Table 2. Accuracy performance for DBC and DCR algorithms (mean and standard deviation) considering 128 codes. The use of feature selection in initialization by (s). We also show the results with full original CAFFE features.

Table 2 shows the results for each dataset by comparing accuracies. Our technique is able to outperform the binary method DBC by an average of 6% considering 128 codes. We note that high values of variance correspond to datasets with few exemplars by individuals, mainly in ILIDS dataset which has variance over 4% and has three images by person. We also note the use of feature selection over initial codes also improves the results, for example, in ILIDS dataset the increasing is 3%. On the other hand, the original CAFFE features are very discriminative as we can see in the results; however, the use of full features requires much more computing processing (five times slower).

3.2 Pedestrian Re-identification

We apply our method in re-identification tasks assuming a transfer learning setting. For space reason, we show results in two public datasets, which are pedestrian datasets. These datasets are VIPER and ILIDS, where both datasets have been previously detailed. These datasets have the characteristic that have only few examples by person, therefore, are natural to be applied transfer learning considering other pedestrian datasets. Again, we use the CAFFE features over 9 overlapping regions given by a 3\(\times \)3 grid and obtain 36864 sparse features.

We compare our technique with some state-of-the-art methods considering transfer learning setting for pedestrian re-identification. We also add PCA-CAFFE features in order to slightly boost our method. Tables 3 and 4 show the results for datasets VIPER and ILIDS, respectively, by comparing rate recognition according CMC curves using 256 codes for DRC. Our technique is able to compete these methods although these methods usually use some information of test datasets. On the other hand, our method is simple and competitive because it is based on simple linear transformations that are ready to use in test settings. For example, [6] calibrates these models using small partitions of test datasets; furthermore, they use a convolutional neural network for re-identification problem that require specialized GPU hardware in order to learn model.

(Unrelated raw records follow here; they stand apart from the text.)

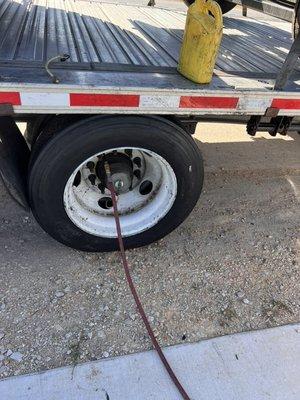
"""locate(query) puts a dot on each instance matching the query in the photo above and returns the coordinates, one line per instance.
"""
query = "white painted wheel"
(156, 168)
(146, 189)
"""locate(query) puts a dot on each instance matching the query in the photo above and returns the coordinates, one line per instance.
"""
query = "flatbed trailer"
(78, 65)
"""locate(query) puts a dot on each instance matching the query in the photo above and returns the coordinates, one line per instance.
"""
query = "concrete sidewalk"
(258, 365)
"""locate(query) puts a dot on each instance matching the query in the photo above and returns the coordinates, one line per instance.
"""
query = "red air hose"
(134, 292)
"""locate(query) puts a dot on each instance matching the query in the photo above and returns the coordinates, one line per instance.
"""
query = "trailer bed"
(130, 53)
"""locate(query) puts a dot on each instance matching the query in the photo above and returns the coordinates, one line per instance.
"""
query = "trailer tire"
(160, 139)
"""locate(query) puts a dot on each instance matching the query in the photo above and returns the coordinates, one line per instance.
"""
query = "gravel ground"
(232, 266)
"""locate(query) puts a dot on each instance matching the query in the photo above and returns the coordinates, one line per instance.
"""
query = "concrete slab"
(259, 365)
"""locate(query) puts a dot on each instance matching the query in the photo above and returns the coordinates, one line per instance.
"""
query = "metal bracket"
(61, 58)
(6, 109)
(277, 124)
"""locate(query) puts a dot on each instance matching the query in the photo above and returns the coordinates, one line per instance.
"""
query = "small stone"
(16, 356)
(68, 335)
(101, 334)
(246, 301)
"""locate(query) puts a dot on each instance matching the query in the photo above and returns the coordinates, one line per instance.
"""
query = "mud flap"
(14, 158)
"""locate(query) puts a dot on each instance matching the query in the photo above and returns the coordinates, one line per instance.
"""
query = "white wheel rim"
(138, 211)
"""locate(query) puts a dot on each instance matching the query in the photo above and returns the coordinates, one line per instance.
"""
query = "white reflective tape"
(44, 99)
(255, 104)
(159, 101)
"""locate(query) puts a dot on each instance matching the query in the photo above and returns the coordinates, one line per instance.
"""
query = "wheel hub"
(121, 171)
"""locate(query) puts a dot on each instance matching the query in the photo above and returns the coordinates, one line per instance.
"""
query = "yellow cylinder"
(201, 41)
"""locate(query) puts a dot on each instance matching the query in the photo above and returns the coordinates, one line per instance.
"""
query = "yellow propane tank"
(201, 41)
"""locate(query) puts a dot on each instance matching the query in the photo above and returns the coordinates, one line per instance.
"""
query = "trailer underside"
(123, 58)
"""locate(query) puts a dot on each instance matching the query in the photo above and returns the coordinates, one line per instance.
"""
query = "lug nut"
(118, 184)
(128, 152)
(137, 161)
(137, 173)
(92, 179)
(90, 165)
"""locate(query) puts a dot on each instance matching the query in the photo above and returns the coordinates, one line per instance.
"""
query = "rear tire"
(52, 169)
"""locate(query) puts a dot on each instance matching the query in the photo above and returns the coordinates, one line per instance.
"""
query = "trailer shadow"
(241, 238)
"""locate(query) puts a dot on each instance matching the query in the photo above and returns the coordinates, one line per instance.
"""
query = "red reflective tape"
(286, 104)
(104, 100)
(12, 98)
(208, 102)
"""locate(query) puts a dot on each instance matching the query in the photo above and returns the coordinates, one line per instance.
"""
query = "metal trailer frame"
(122, 60)
(139, 83)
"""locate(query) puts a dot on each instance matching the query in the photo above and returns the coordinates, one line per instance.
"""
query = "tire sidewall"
(60, 157)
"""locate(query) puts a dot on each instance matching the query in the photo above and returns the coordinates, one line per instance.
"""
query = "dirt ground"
(232, 266)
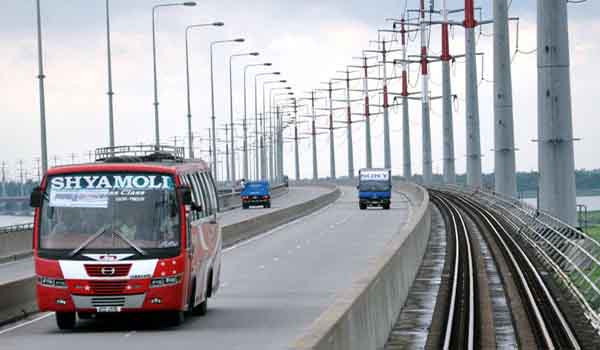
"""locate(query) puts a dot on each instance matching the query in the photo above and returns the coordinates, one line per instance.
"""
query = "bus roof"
(158, 167)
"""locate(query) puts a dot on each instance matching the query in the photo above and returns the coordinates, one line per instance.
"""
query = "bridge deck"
(272, 288)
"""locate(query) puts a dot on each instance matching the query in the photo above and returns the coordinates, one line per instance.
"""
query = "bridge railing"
(573, 255)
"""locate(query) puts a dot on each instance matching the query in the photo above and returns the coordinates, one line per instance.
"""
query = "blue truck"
(256, 193)
(374, 188)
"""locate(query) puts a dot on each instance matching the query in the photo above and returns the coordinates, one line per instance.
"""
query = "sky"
(308, 41)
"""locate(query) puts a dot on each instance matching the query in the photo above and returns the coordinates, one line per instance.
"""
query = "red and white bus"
(136, 231)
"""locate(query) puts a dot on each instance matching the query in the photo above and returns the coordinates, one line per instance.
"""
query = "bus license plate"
(108, 309)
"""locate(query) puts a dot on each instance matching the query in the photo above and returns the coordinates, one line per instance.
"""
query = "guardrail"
(573, 255)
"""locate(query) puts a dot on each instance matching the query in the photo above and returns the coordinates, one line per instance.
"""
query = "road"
(24, 268)
(273, 287)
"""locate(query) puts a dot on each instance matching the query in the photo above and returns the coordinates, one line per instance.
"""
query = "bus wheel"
(177, 318)
(65, 320)
(201, 308)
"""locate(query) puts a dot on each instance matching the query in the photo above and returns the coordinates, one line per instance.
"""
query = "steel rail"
(449, 337)
(542, 324)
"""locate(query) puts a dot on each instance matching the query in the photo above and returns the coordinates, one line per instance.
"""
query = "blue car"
(256, 193)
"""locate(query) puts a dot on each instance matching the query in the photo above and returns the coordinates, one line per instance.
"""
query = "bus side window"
(211, 190)
(193, 214)
(199, 194)
(204, 194)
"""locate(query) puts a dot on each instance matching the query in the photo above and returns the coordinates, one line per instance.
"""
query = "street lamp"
(212, 98)
(245, 125)
(41, 77)
(187, 74)
(256, 116)
(275, 135)
(154, 8)
(111, 125)
(233, 177)
(263, 127)
(271, 149)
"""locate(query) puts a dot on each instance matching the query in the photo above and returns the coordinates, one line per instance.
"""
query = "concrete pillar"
(448, 129)
(504, 139)
(472, 100)
(555, 125)
(425, 113)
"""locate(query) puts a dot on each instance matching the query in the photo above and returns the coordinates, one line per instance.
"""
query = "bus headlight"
(52, 282)
(165, 281)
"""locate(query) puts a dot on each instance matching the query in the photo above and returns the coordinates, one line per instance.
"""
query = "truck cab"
(374, 188)
(256, 193)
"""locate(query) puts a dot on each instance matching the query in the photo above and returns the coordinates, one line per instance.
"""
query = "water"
(592, 202)
(7, 220)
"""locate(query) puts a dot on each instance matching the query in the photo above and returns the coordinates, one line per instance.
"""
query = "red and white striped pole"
(427, 162)
(407, 167)
(447, 126)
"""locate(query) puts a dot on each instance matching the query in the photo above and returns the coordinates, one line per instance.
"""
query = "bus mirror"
(36, 198)
(185, 193)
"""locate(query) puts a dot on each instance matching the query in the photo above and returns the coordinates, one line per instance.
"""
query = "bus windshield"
(109, 211)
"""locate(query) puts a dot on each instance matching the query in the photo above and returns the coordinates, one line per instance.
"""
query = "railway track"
(547, 322)
(460, 329)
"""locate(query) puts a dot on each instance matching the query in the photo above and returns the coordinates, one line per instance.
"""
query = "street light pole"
(41, 77)
(233, 175)
(245, 126)
(256, 119)
(154, 9)
(271, 147)
(187, 75)
(212, 100)
(263, 129)
(111, 125)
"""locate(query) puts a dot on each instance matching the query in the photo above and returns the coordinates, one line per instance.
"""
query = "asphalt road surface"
(273, 287)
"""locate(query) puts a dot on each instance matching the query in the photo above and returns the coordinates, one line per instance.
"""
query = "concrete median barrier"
(362, 317)
(18, 297)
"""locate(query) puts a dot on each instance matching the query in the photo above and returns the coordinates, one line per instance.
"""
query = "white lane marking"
(279, 228)
(46, 315)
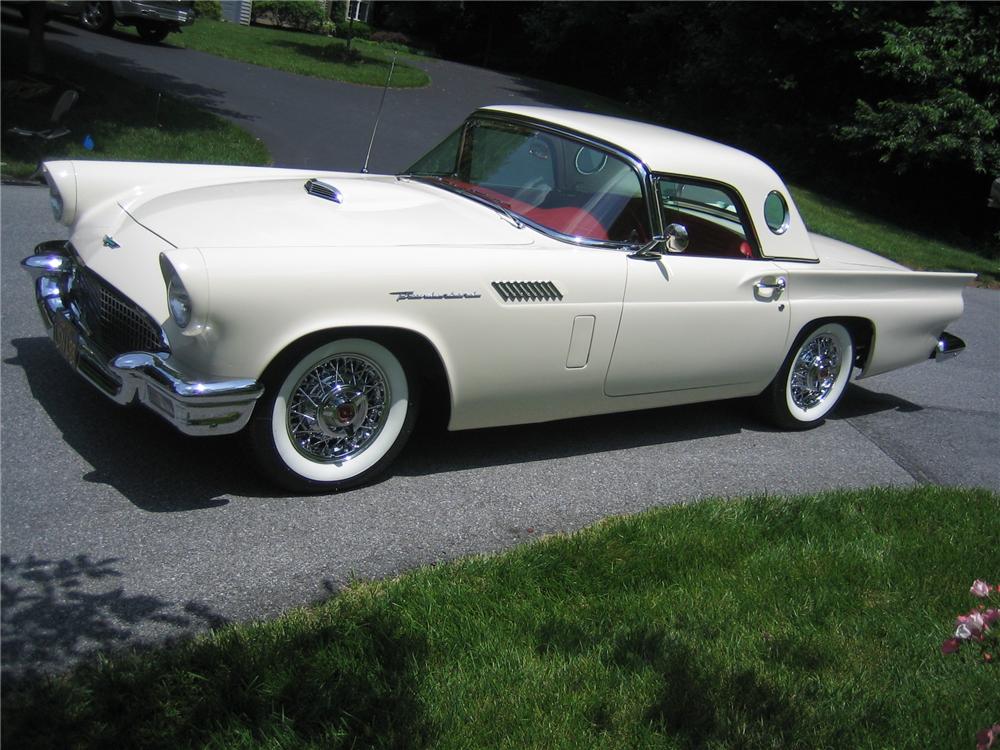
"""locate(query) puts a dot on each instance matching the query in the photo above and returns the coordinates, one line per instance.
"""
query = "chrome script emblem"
(405, 296)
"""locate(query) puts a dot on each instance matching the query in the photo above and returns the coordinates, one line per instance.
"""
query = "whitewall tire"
(334, 417)
(813, 378)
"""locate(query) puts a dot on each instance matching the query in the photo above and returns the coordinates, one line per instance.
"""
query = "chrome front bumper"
(195, 406)
(948, 346)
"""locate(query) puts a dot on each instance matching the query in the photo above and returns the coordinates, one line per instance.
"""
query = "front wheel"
(812, 380)
(336, 418)
(152, 32)
(97, 16)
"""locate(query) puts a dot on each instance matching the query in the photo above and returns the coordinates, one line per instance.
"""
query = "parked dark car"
(153, 20)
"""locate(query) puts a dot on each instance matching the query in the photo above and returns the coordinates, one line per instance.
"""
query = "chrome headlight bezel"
(185, 277)
(55, 197)
(178, 301)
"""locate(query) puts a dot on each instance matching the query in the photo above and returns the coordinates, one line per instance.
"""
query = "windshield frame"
(641, 171)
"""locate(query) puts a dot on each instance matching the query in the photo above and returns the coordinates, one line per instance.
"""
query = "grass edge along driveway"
(316, 55)
(804, 622)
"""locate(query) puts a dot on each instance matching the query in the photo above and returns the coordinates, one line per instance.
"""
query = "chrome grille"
(527, 291)
(116, 323)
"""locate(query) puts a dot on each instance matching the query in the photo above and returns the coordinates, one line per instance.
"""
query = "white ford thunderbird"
(538, 264)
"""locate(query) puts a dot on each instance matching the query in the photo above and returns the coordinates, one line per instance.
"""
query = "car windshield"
(553, 182)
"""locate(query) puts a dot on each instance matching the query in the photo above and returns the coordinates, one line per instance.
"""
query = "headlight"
(187, 298)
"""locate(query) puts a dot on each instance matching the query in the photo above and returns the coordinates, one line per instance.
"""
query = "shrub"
(390, 37)
(355, 30)
(211, 9)
(304, 16)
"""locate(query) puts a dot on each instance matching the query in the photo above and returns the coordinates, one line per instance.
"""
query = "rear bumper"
(194, 405)
(948, 346)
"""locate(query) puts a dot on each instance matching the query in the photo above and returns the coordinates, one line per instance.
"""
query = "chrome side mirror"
(676, 238)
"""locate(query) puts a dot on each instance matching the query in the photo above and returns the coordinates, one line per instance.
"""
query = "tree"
(938, 98)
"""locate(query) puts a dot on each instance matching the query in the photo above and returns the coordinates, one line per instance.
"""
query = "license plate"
(64, 336)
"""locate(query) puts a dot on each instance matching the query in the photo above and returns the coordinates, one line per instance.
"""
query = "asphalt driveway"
(116, 530)
(308, 122)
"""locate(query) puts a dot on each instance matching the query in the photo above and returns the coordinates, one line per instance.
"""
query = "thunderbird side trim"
(410, 295)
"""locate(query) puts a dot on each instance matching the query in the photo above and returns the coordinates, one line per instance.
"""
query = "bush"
(211, 9)
(355, 30)
(391, 37)
(304, 16)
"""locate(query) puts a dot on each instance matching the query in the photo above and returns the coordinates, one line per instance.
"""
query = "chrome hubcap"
(337, 409)
(815, 372)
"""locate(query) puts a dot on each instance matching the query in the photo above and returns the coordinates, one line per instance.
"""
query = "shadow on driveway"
(55, 611)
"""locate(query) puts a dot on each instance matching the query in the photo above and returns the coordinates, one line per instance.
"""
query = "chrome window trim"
(637, 165)
(741, 206)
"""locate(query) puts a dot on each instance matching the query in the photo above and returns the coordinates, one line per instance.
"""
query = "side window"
(713, 216)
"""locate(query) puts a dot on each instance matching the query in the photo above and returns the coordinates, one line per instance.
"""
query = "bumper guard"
(948, 346)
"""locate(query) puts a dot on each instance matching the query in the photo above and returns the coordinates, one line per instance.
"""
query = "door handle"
(769, 290)
(779, 283)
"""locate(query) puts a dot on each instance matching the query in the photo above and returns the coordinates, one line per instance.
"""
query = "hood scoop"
(323, 189)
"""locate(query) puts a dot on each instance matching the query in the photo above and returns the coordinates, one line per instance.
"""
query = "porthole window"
(776, 212)
(590, 161)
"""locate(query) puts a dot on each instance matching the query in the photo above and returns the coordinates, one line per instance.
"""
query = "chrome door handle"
(779, 284)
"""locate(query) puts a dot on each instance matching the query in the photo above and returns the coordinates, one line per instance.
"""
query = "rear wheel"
(336, 417)
(97, 16)
(812, 380)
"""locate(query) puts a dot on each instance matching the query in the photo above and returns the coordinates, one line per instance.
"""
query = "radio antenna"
(364, 169)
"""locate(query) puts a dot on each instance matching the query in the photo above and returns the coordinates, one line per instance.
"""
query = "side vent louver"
(323, 189)
(527, 291)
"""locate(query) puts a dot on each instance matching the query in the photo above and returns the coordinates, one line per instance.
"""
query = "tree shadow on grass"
(344, 681)
(700, 705)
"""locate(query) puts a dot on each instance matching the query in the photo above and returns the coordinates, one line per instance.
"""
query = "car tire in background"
(333, 416)
(152, 32)
(97, 16)
(812, 379)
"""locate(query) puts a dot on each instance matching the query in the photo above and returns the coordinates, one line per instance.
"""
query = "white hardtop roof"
(661, 149)
(672, 152)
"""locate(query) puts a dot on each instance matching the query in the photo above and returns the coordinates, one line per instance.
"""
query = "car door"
(714, 316)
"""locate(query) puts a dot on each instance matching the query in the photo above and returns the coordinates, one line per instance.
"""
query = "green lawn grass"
(759, 623)
(125, 120)
(912, 249)
(298, 52)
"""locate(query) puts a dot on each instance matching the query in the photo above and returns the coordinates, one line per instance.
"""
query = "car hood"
(374, 210)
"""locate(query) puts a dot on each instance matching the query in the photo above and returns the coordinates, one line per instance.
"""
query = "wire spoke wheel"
(812, 380)
(333, 417)
(338, 408)
(815, 372)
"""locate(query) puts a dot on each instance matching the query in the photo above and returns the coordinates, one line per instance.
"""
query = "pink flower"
(980, 588)
(985, 737)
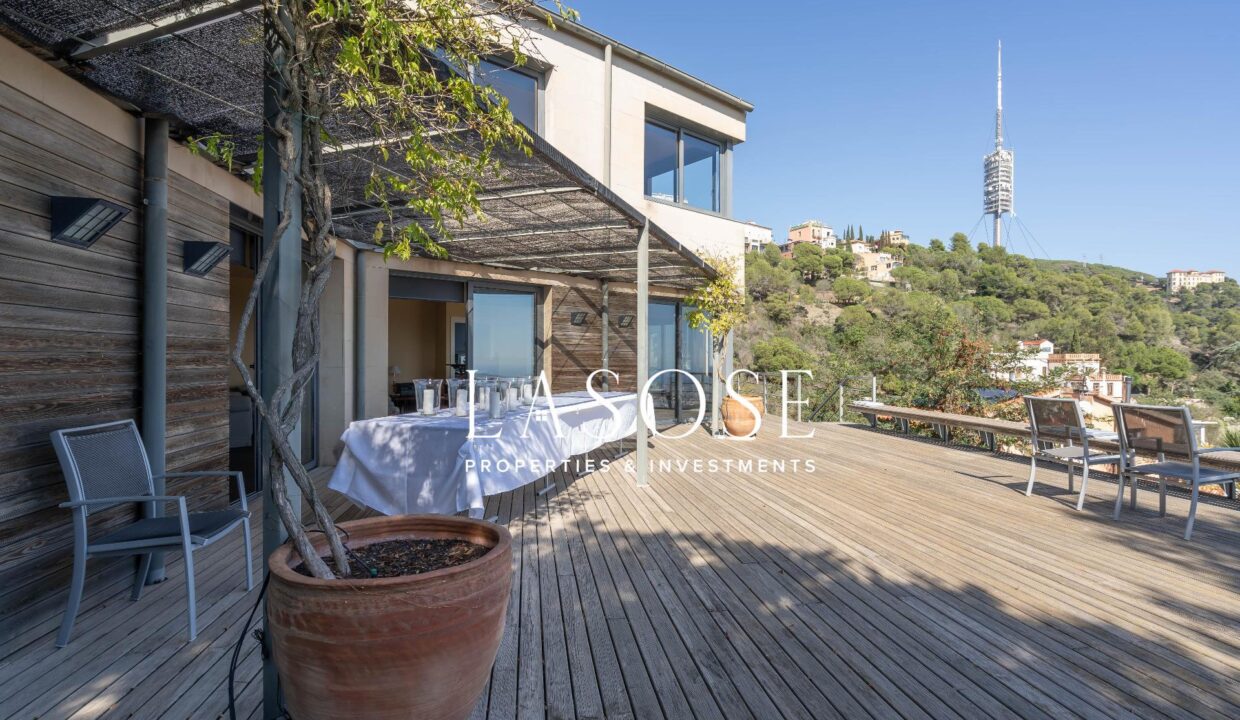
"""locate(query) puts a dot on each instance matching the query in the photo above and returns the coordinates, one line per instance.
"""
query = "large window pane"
(661, 161)
(662, 357)
(520, 88)
(502, 324)
(696, 361)
(701, 172)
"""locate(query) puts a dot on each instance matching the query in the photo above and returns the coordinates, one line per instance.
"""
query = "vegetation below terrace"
(930, 337)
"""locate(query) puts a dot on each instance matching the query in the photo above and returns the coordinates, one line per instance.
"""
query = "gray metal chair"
(1059, 435)
(106, 466)
(1157, 430)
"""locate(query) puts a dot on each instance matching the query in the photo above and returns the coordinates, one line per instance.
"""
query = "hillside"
(929, 338)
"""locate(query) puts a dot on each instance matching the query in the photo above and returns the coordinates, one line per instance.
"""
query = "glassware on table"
(458, 395)
(527, 389)
(427, 393)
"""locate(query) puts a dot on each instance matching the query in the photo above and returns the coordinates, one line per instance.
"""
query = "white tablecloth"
(427, 464)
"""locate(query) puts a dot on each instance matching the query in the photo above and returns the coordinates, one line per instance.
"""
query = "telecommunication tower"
(998, 167)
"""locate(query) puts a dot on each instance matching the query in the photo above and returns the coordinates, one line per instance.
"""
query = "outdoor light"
(201, 257)
(81, 221)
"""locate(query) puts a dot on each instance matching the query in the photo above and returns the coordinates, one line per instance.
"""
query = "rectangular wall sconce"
(201, 257)
(78, 222)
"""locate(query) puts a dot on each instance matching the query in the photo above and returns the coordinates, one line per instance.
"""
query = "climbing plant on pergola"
(389, 74)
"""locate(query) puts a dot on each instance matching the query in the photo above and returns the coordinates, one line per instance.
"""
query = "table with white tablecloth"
(428, 464)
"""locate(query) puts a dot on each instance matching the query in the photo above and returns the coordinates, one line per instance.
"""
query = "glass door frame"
(500, 286)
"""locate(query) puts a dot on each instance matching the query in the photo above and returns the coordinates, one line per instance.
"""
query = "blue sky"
(1122, 115)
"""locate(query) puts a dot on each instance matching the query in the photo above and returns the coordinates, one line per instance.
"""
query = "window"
(504, 332)
(661, 162)
(520, 87)
(682, 167)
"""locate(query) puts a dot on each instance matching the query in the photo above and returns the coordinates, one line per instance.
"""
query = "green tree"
(763, 280)
(1027, 309)
(807, 262)
(850, 290)
(780, 353)
(363, 71)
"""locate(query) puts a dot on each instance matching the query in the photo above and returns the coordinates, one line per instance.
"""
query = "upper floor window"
(682, 167)
(520, 87)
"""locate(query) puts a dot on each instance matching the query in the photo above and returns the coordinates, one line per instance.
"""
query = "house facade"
(76, 319)
(757, 237)
(876, 267)
(1179, 280)
(812, 232)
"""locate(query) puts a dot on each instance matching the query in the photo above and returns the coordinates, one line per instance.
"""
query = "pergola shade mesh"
(541, 212)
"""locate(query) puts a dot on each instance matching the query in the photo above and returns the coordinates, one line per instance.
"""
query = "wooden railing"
(944, 423)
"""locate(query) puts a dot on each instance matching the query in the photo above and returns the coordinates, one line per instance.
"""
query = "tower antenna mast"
(998, 166)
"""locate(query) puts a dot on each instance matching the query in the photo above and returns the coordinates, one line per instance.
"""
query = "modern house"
(628, 151)
(1179, 280)
(893, 239)
(876, 267)
(757, 237)
(812, 232)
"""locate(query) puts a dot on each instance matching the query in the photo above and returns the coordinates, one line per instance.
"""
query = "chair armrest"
(238, 477)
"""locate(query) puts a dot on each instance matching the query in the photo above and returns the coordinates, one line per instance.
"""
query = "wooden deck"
(898, 578)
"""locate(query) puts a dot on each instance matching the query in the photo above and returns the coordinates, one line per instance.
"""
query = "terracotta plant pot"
(419, 646)
(737, 419)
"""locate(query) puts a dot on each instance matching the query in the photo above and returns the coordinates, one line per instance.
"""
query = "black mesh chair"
(1158, 430)
(106, 466)
(1059, 435)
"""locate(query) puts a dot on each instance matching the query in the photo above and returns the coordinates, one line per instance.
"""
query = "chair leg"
(1080, 501)
(1192, 514)
(249, 560)
(78, 581)
(189, 591)
(1119, 495)
(140, 576)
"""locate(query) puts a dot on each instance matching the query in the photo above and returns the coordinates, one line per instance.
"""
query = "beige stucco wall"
(574, 120)
(336, 357)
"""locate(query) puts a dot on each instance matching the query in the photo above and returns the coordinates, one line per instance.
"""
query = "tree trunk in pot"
(418, 646)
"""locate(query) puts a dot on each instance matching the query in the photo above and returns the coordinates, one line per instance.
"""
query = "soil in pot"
(401, 558)
(392, 647)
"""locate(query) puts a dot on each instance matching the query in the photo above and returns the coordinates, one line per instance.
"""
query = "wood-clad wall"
(70, 337)
(577, 350)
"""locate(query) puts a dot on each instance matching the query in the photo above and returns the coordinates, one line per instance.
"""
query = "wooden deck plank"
(902, 578)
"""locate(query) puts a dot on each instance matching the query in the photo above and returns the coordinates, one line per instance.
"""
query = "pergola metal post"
(642, 350)
(155, 311)
(606, 331)
(360, 335)
(278, 315)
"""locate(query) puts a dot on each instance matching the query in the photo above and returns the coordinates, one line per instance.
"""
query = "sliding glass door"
(662, 357)
(502, 331)
(696, 361)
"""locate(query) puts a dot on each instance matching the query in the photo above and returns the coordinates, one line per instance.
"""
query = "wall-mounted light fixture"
(81, 221)
(201, 257)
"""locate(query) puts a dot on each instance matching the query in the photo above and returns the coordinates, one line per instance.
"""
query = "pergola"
(197, 67)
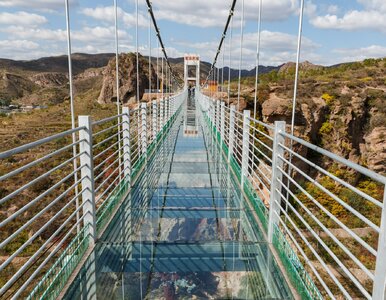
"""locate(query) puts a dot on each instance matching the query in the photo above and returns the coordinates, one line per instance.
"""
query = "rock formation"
(127, 78)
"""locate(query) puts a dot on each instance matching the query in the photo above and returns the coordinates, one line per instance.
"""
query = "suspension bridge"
(187, 197)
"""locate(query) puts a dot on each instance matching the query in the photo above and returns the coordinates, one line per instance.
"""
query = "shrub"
(326, 128)
(328, 98)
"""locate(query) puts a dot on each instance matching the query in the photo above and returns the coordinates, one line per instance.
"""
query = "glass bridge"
(192, 235)
(187, 198)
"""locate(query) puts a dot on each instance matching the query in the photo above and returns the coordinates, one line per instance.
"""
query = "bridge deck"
(192, 237)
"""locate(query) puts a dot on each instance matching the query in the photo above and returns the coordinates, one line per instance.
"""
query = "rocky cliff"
(344, 112)
(127, 79)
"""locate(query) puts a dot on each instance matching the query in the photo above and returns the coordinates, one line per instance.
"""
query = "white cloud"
(276, 48)
(36, 4)
(97, 34)
(379, 5)
(107, 14)
(18, 45)
(353, 20)
(372, 17)
(22, 18)
(204, 13)
(86, 34)
(333, 9)
(373, 51)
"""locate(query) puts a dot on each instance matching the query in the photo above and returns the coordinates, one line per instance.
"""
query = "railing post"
(154, 120)
(379, 288)
(245, 148)
(143, 128)
(275, 198)
(231, 132)
(167, 109)
(126, 142)
(217, 116)
(127, 214)
(161, 115)
(222, 122)
(87, 175)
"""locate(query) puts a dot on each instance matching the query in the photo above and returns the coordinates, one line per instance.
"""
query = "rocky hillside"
(127, 79)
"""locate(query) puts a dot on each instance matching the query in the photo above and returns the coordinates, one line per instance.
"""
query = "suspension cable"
(230, 16)
(241, 54)
(117, 82)
(136, 49)
(257, 57)
(297, 65)
(150, 59)
(150, 9)
(70, 77)
(222, 72)
(230, 63)
(157, 68)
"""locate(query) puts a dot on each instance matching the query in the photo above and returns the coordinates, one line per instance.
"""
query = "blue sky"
(334, 31)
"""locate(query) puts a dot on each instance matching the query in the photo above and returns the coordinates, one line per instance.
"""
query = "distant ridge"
(83, 61)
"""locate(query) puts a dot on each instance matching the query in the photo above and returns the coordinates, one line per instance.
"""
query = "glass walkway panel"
(184, 231)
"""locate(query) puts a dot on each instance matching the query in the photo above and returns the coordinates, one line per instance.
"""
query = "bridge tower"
(192, 70)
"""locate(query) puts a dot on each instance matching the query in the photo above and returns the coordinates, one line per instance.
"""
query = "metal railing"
(323, 214)
(51, 214)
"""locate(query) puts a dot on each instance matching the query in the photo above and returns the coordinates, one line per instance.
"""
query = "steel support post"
(154, 120)
(127, 214)
(87, 175)
(161, 115)
(222, 122)
(88, 200)
(143, 129)
(231, 132)
(218, 115)
(379, 288)
(277, 176)
(245, 148)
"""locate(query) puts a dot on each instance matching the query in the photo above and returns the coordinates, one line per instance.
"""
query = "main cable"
(150, 9)
(230, 15)
(241, 54)
(257, 58)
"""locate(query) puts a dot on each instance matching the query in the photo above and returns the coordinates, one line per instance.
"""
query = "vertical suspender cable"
(297, 66)
(218, 80)
(222, 72)
(150, 57)
(137, 95)
(136, 49)
(162, 77)
(241, 54)
(117, 85)
(230, 61)
(295, 91)
(157, 68)
(75, 164)
(257, 57)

Table 3. CMC score according to ranking for VIPER dataset. The used rankings are 1%, 10%, 20% and 30%. Although our method does not uses any test dataset information, it is able to be competitive with state-of-the-art methods.
Table 4. CMC score according to ranking for ILIDS dataset. The used rankings are 1%, 5%, 10% and 20%. Our method is competitive with some state-of-the-art methods.

4 Conclusions

The discovering of attributes is an attractive area because it can help to automatic visual recognition by proposing new attributes. Moreover, the attributes are associated to semantic information therefore they can have good generalization properties. We proposed a method considering a different idea in relation to typical binary attribute: what happens if we want to learn a regression of t-shirts? We apply our method to re-identification problem with results which are competitive respect to state-of-the-art methods under the same setting. Five public datasets were tested to evaluate the performance of these codes. Extensive experiments show that the learned representations have good generalization. Although the results are encouraging, we think that the linear mapping restricts our model from finding more interesting patterns. As future work, we will explore richer codification structures than lineal mapping.